Implementation:Apache Paimon GlobalIndexEvaluator Evaluate
| Knowledge Sources | |
|---|---|
| Domains | Data_Lake, Vector_Search |
| Last Updated | 2026-02-07 00:00 GMT |
Overview
Concrete tool for evaluating global indexes with predicates and vector queries to find matching rows.
Description
GlobalIndexEvaluator.evaluate() processes optional Predicate and VectorSearch objects. The evaluation follows this logic:
- For predicates: Recursively visits AND/OR/leaf nodes, delegating leaf evaluation to cached GlobalIndexReader instances via the visitor pattern. AND nodes produce intersection of child results; OR nodes produce union. Leaf nodes are evaluated by all available readers for the referenced field, with results combined via and_() (intersection).
- For vector search: Obtains readers for the vector field and calls visit_vector_search() on each. Results from multiple readers are combined via and_() (intersection).
- For hybrid queries: Predicate evaluation runs first, then its results are passed as include_row_ids to the vector search, pre-filtering the candidate set.
FaissVectorGlobalIndexReader internally loads FAISS indexes from storage and performs the actual ANN search. It manages multiple index shards (one per size_per_index vectors), loading each shard on demand and caching the loaded FAISS index objects.
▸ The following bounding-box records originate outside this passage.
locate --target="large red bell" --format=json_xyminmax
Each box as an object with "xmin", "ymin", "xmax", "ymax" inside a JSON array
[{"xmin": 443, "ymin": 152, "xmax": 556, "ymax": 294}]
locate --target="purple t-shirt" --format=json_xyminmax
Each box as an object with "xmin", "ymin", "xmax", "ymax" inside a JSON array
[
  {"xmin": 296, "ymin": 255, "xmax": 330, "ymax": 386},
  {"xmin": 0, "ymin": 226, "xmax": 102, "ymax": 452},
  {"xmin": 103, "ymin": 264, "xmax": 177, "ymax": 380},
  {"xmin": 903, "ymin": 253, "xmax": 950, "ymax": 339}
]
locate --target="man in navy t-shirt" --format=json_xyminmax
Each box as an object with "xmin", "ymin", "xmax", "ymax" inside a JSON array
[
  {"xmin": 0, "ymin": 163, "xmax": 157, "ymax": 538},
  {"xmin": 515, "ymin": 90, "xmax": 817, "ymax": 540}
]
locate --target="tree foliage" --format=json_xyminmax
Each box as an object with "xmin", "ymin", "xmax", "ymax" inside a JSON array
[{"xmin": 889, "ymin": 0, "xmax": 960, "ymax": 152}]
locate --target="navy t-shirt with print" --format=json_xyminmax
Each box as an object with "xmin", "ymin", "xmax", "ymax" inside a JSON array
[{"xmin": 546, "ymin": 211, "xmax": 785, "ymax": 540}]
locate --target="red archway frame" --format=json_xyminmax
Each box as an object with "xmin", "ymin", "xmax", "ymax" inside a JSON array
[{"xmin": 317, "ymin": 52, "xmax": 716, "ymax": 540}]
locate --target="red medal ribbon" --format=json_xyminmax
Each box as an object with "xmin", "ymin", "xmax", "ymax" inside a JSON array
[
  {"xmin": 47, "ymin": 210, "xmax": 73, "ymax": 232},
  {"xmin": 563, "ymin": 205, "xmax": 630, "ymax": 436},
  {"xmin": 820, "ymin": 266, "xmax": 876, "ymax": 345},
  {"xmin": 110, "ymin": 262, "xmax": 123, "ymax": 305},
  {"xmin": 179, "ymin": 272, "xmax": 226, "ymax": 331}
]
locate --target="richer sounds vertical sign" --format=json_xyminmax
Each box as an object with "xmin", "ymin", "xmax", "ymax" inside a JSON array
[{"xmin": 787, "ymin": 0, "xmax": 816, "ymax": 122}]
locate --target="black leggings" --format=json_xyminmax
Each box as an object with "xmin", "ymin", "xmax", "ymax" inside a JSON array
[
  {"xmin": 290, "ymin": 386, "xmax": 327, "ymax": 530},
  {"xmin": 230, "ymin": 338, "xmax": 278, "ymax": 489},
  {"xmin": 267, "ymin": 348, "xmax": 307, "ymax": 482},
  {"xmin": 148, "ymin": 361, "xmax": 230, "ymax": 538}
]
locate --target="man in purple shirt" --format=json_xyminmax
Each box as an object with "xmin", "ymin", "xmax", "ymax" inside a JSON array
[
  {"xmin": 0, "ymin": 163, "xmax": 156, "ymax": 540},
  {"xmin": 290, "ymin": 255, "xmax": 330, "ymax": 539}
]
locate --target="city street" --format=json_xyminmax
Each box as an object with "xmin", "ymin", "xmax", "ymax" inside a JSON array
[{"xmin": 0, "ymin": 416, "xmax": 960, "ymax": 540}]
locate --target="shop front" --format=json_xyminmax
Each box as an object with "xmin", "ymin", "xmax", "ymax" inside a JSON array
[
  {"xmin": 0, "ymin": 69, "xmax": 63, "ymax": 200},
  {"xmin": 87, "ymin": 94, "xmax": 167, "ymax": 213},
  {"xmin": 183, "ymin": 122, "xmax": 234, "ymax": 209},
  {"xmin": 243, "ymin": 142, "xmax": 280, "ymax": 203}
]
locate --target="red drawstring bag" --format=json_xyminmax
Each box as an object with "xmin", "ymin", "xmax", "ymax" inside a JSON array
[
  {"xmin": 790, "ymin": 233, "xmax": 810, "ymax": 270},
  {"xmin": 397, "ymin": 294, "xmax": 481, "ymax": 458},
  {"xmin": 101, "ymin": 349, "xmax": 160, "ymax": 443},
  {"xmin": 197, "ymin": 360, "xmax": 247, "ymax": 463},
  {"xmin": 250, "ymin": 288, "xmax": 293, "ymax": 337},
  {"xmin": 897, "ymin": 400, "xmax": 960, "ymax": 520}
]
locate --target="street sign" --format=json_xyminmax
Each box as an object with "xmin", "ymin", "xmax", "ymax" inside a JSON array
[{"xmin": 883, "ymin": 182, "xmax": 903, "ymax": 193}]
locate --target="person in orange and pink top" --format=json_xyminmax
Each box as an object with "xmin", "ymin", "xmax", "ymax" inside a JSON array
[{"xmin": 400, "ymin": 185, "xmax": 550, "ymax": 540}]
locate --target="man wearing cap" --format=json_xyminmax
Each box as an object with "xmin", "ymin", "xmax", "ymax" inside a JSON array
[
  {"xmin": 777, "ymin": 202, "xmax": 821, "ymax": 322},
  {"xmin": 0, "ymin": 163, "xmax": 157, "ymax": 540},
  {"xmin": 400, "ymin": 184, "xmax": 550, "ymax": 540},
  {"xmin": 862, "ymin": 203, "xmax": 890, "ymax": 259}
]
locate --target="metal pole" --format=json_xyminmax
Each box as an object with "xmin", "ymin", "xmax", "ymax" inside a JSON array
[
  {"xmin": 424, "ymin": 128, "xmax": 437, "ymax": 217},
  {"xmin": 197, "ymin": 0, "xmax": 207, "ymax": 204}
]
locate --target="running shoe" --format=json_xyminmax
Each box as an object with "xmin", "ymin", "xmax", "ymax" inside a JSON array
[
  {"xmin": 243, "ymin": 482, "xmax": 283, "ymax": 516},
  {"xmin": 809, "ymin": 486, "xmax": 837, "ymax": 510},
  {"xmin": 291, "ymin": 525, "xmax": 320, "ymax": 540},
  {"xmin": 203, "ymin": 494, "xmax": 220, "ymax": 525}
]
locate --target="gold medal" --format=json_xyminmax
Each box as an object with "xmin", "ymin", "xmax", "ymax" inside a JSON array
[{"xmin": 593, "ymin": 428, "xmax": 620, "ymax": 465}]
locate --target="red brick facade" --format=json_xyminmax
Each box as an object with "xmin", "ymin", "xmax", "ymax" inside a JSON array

The evaluator caches readers per field for efficient reuse. The close() method releases all cached reader resources.
Usage
The evaluator is typically created internally by RowRangeGlobalIndexScanner rather than constructed directly. However, direct usage is supported for custom evaluation pipelines.
Code Reference
Source Location
- Repository: Apache Paimon
- File: paimon-python/pypaimon/globalindex/global_index_evaluator.py:L30-209
- File: paimon-python/pypaimon/globalindex/faiss/faiss_vector_reader.py:L44-310
Signature
class GlobalIndexEvaluator:
def __init__(
self,
fields: List[DataField],
readers_function: Callable[[DataField], Collection[GlobalIndexReader]],
):
def evaluate(
self,
predicate: Optional[Predicate],
vector_search: Optional[VectorSearch],
) -> Optional[GlobalIndexResult]:
def close(self) -> None:
Import
from pypaimon.globalindex.global_index_evaluator import GlobalIndexEvaluator
I/O Contract
Inputs
| Name | Type | Required | Description |
|---|---|---|---|
| fields | List[DataField] | Yes (constructor) | Table field definitions used to resolve field names to index readers |
| readers_function | Callable[[DataField], Collection[GlobalIndexReader]] | Yes (constructor) | Factory function that returns index readers for a given field |
| predicate | Optional[Predicate] | No | Filter predicate tree (AND/OR/leaf nodes) for structured filtering |
| vector_search | Optional[VectorSearch] | No | Vector similarity query for ANN search |
Outputs
| Name | Type | Description |
|---|---|---|
| evaluate() | Optional[GlobalIndexResult] | Result containing RoaringBitmap64 of matching row IDs; returns None if no index is applicable |
| evaluate() (vector) | Optional[ScoredGlobalIndexResult] | Extended result variant that includes per-row similarity scores for vector queries |
Usage Examples
Basic Usage
from pypaimon.globalindex.global_index_evaluator import GlobalIndexEvaluator
from pypaimon.globalindex.vector_search import VectorSearch
# Evaluator is typically created internally by RowRangeGlobalIndexScanner
# Direct usage:
evaluator = GlobalIndexEvaluator(
fields=table.fields,
readers_function=my_readers_fn,
)
# Vector-only search
query = VectorSearch(
vector=[0.1, 0.2, 0.3],
limit=10,
field_name='embedding',
)
result = evaluator.evaluate(predicate=None, vector_search=query)
if result is not None:
print(f"Found {result.results().get_count()} matching rows")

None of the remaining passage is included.